Le premier, Loïc voulut sortir de cette situation pénible. Il fit quelques pas vers Roberte ; mais celle-ci recula et, agitant son bras avec violence comme pour arrêter son mari : — Oh ! laissez-moi ! laissez-moi ! dit-elle.

Qui donc a dit que la femme savait sourire en ayant le cœur désespéré ? Nul ne s’aperçut de l’angoisse qui torturait Mme de Bramafam. Elle resta maîtresse de maison jusqu’au dernier moment, et comme un de ses hôtes s’étonnait que Mme Chandor eût disparu, elle répondit avec un sourire que Norine, s’étant sentie fatiguée, avait dû se retirer.

Le marquis, très pâle, très troublé, dut remplir également ses devoirs d’hôte jusqu’au bout.

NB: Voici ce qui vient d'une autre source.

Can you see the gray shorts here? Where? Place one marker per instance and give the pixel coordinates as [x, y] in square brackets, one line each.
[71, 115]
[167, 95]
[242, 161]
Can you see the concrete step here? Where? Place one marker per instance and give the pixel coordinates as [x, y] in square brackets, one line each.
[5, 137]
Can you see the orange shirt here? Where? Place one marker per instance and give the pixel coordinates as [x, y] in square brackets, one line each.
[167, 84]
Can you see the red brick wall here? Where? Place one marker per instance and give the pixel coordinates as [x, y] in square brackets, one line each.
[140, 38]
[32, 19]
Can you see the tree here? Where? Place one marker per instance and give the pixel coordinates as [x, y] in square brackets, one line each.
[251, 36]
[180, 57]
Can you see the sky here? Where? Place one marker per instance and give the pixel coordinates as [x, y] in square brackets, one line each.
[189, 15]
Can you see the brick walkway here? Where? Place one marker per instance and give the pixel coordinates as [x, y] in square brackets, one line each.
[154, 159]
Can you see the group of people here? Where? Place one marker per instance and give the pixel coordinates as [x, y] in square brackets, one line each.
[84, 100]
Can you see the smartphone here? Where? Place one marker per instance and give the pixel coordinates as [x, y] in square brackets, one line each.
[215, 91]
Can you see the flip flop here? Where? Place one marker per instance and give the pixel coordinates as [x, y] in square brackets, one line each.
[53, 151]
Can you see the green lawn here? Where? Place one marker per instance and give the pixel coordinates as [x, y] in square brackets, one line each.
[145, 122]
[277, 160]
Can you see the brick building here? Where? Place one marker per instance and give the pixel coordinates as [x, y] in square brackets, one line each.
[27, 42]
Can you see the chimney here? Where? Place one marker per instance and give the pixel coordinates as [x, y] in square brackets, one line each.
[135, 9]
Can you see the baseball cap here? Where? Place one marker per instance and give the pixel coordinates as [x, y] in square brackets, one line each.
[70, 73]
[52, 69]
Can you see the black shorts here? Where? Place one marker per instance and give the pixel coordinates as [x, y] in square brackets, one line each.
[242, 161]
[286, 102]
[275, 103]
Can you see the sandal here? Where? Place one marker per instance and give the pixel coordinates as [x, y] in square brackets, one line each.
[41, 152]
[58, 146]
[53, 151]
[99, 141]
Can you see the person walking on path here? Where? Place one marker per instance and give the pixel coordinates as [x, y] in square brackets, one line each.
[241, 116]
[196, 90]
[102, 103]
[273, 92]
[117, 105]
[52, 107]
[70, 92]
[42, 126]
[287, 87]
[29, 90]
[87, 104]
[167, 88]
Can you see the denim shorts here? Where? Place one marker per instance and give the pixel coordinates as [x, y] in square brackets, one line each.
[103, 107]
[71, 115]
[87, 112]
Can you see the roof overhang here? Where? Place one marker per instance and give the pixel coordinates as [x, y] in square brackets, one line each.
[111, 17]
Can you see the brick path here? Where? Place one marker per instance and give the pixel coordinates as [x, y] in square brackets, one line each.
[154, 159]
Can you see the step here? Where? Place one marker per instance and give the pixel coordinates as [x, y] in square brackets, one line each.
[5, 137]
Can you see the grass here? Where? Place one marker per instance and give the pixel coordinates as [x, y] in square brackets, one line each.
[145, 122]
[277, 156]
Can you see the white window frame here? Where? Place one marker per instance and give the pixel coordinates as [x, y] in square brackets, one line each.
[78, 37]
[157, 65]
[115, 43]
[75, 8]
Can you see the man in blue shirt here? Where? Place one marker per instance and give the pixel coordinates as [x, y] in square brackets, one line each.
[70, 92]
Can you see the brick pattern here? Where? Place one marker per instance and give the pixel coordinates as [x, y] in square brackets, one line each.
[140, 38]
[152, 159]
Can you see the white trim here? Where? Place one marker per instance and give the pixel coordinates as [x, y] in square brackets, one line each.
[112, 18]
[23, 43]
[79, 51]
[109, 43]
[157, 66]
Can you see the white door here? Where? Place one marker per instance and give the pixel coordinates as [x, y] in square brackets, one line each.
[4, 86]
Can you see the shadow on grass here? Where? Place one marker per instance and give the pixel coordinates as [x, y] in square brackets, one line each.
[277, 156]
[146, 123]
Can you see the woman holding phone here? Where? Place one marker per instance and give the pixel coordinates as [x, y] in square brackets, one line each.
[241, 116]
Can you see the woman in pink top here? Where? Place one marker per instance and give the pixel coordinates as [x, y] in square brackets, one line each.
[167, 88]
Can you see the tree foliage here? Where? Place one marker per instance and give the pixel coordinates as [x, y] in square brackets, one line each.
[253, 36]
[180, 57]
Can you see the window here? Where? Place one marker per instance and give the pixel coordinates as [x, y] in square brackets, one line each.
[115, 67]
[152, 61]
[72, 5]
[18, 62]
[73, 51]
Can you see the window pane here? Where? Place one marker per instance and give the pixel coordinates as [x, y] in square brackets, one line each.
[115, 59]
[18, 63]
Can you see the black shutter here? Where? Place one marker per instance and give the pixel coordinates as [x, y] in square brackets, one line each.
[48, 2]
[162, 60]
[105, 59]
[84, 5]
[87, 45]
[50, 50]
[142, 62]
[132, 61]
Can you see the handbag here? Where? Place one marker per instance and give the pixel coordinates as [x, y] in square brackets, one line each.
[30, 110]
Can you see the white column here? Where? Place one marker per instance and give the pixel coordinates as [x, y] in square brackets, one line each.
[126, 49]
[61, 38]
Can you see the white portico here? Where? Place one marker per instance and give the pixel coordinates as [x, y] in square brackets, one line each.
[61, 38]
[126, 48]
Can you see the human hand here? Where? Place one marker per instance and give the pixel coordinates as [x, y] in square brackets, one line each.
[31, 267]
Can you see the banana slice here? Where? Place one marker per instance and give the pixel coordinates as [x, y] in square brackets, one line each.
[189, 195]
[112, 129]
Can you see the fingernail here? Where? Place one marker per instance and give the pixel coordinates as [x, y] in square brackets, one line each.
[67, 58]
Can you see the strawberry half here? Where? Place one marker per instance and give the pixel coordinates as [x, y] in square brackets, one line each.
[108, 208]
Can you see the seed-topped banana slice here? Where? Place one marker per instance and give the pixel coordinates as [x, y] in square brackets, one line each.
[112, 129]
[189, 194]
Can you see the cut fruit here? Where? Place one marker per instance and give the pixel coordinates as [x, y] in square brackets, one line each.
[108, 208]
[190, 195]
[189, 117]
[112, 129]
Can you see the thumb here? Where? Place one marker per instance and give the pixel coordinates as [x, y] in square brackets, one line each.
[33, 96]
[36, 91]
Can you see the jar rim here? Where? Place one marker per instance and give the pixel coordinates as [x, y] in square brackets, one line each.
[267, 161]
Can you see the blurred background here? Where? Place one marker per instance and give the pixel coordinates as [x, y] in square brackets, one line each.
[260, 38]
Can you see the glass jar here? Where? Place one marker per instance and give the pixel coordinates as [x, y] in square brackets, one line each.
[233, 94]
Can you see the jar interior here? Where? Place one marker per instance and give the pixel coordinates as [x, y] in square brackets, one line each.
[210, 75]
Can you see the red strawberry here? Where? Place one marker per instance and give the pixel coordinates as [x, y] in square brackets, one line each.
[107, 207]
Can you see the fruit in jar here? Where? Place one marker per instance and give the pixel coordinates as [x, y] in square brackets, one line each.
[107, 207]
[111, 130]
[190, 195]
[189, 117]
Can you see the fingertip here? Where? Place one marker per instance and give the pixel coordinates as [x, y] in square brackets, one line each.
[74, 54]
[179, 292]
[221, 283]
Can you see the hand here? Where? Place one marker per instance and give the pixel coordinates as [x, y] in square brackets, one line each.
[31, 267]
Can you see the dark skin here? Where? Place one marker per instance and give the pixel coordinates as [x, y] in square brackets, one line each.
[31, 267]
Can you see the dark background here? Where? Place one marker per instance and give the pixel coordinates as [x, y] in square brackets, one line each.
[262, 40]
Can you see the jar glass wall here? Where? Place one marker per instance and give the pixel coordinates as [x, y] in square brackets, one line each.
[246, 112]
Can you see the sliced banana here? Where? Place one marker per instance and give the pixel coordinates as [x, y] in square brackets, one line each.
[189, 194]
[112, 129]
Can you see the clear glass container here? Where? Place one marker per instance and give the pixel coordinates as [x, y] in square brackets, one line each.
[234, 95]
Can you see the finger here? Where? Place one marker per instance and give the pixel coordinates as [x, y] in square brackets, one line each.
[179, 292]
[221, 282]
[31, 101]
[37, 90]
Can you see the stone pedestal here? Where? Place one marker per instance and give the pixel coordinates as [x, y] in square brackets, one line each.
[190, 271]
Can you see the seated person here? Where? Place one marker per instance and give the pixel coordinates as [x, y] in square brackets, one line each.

Quant à Roberte, lorsque tous les étrangers eurent disparu, reconduits par Loïc, lorsque les habitans du château eurent regagné leurs appartemens et qu’elle fut demeurée seule dans le salon en face de sa tante, un changement effrayant se fit sur son visage. Mme Prémontré devina aussitôt qu’il venait de se produire un grave événement :

— Roberte, mon enfant, s’écria-t-elle, en courant à sa nièce, que se passe-t-il ? Qu’as-tu donc ?

La jeune femme se dégagea des bras de sa tante : — Écoutez-moi, dit-elle d’une voix saccadée, vous m’avez donné des conseils, je les ai suivis ; vous m’avez assuré que je serais heureuse en vous croyant, je vous ai crue : eh bien…

— Ton mari !…

— Je l’ai surpris dans les bras de Mme Chandor !…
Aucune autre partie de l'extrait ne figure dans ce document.